Pacific Gas & Electric Co. has filed an appeal with the state’s Water Resources Control Board to stop an order that it provide permanent replacement water to Hinkley residents affected by a toxic groundwater plume.

The utility’s action Tuesday afternoon comes two weeks after the Lahontan Water Board ordered PG&E to provide a new replacement water system to Hinkley water users.

PG&E has been providing bottled water at more than 80 locations in Hinkley, including homes and the town’s only school and senior center.

“We remain committed to continuing to work cooperatively with the water board, interested agencies and the Hinkley community to address environmental impacts and community concerns stemming from our past operations…,” PG&E spokesman Jeff Smith said.

Those operations have for decades forced PG&E to grapple with the High Desert town’s groundwater contamination problem.

In the 1950s and 1960s, the utility used the cancer-causing chemical hexavalent chromium, or chromium 6, to prevent rust and algae buildup in its cooling towers, long before the harmful side effects of the chemical were known. The chemical leaked into unlined ponds and contaminated Hinkley’s groundwater.

The plight of Hinkley’s residents, who claimed the contaminated groundwater was the cause of myriad health ailments, and their landmark lawsuit against PG&E was the subject of the 2000 film “Erin Brockovich.”

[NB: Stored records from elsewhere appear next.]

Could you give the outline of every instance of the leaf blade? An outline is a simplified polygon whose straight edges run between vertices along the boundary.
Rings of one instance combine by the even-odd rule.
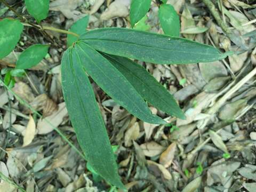
[[[81,42],[76,43],[75,49],[82,60],[86,72],[116,102],[143,121],[156,124],[166,123],[160,117],[152,114],[132,85],[102,55]]]
[[[47,17],[49,11],[50,0],[25,0],[28,13],[38,23]]]
[[[90,16],[87,15],[77,20],[71,26],[70,29],[69,30],[78,35],[82,35],[85,33],[86,31],[86,28],[89,21],[89,18]],[[72,44],[78,39],[78,38],[77,37],[73,35],[68,34],[67,37],[67,44],[68,47],[71,46]]]
[[[19,42],[23,27],[18,20],[5,18],[0,21],[0,59],[3,58]]]
[[[173,97],[143,67],[121,57],[106,57],[144,99],[169,115],[186,118]]]
[[[180,18],[172,5],[161,5],[158,17],[161,27],[165,34],[173,37],[180,36]]]
[[[124,188],[93,90],[74,50],[65,52],[61,71],[67,108],[87,161],[106,180]]]
[[[150,7],[151,0],[132,0],[130,10],[131,23],[134,25],[140,20]]]
[[[93,30],[80,39],[99,51],[163,65],[210,62],[230,54],[189,39],[125,28]]]
[[[49,46],[48,45],[35,44],[26,49],[19,57],[16,68],[26,69],[37,65],[46,55]]]

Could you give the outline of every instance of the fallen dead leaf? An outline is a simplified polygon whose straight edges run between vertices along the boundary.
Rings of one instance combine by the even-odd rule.
[[[31,143],[36,135],[36,124],[33,117],[29,115],[29,120],[26,128],[25,134],[23,138],[23,146]]]
[[[116,0],[100,15],[100,19],[107,20],[117,17],[126,17],[129,15],[128,9],[130,0]]]
[[[125,132],[124,135],[124,145],[130,147],[132,145],[132,140],[135,140],[140,135],[139,123],[135,122]]]
[[[146,142],[140,146],[142,149],[144,155],[150,157],[160,155],[165,149],[164,147],[155,141]]]
[[[68,111],[66,108],[65,103],[63,102],[58,105],[59,109],[51,115],[44,119],[40,119],[37,123],[37,134],[44,134],[53,131],[54,127],[58,127],[63,121],[64,117],[68,115]],[[47,121],[51,122],[52,126]]]
[[[176,142],[174,142],[160,156],[159,163],[164,165],[165,168],[171,165],[172,160],[174,157],[176,148],[177,144]]]
[[[156,165],[163,174],[163,176],[165,179],[170,180],[172,178],[172,175],[170,172],[164,166],[159,163],[156,163],[151,160],[147,160],[147,163],[149,166],[151,165]]]

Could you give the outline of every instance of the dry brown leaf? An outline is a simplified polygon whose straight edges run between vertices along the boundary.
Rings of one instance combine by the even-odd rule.
[[[44,119],[40,119],[37,123],[38,134],[47,134],[53,131],[54,127],[57,127],[63,121],[64,117],[67,115],[68,111],[63,102],[58,105],[59,109],[51,115],[45,118],[45,120],[51,122],[53,126]]]
[[[23,146],[31,143],[36,135],[36,124],[33,117],[29,115],[29,120],[26,128],[25,134],[23,138]]]
[[[125,132],[124,135],[124,145],[130,147],[132,145],[132,140],[135,140],[140,135],[139,123],[135,122]]]
[[[162,173],[163,174],[163,176],[165,179],[170,180],[172,178],[172,175],[170,172],[162,165],[150,160],[147,160],[147,163],[148,163],[148,165],[156,165],[161,171]]]
[[[16,83],[12,91],[21,99],[29,103],[35,99],[31,88],[22,82]]]
[[[157,113],[157,109],[154,107],[150,107],[150,109],[152,111],[152,114],[154,115],[156,115],[156,113]],[[151,137],[154,129],[158,125],[148,123],[146,122],[144,122],[143,125],[144,127],[144,130],[145,131],[146,139],[148,140]]]
[[[3,107],[7,102],[8,95],[6,94],[5,90],[4,90],[4,89],[0,89],[0,107]]]
[[[220,149],[221,149],[225,153],[228,153],[228,149],[221,139],[221,137],[213,131],[209,131],[209,135],[212,139],[213,143]]]
[[[164,147],[155,141],[145,143],[140,146],[142,149],[144,155],[150,157],[160,155],[165,149]]]
[[[43,116],[47,117],[58,110],[58,105],[45,93],[37,96],[30,103],[37,110],[43,110]]]
[[[100,9],[102,4],[104,3],[105,0],[96,0],[93,5],[91,7],[91,11],[90,11],[90,14],[93,14],[97,12]]]
[[[16,121],[17,116],[14,113],[11,114],[11,115],[10,115],[10,112],[6,111],[4,116],[4,119],[3,120],[3,128],[4,129],[7,129],[10,127],[10,123],[12,124]],[[11,119],[10,119],[11,117]]]
[[[195,21],[194,20],[192,14],[186,5],[184,7],[181,15],[180,25],[181,31],[184,31],[190,28],[196,27]],[[195,34],[182,34],[182,35],[185,38],[191,40],[193,40],[195,36]]]
[[[202,177],[198,177],[188,183],[181,192],[194,192],[197,189],[202,182]]]
[[[171,144],[160,156],[159,163],[164,165],[165,168],[169,167],[174,157],[176,151],[177,144],[175,142]]]
[[[57,0],[50,4],[50,10],[60,11],[67,18],[76,21],[85,15],[75,10],[83,2],[83,0]]]
[[[130,0],[116,0],[100,15],[100,19],[107,20],[117,17],[126,17],[129,15],[128,9]]]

Last year, the state Regional Water Quality Control Board, Lahontan Region, learned the contaminated plume had expanded to roughly 21/2 miles in length and about a mile in width. It ramped up its orders to PG&E to expedite the cleanup process.

A series of community meetings were launched, and Erin Brockovich was again summoned to the town to gather with residents and discuss their concerns. Talk of another lawsuit swirled through the community.

Smith said on Tuesday that PG&E is concerned about the “wide-ranging and statewide policy implications of certain provisions” with Lahontan’s Oct. 11 abatement order.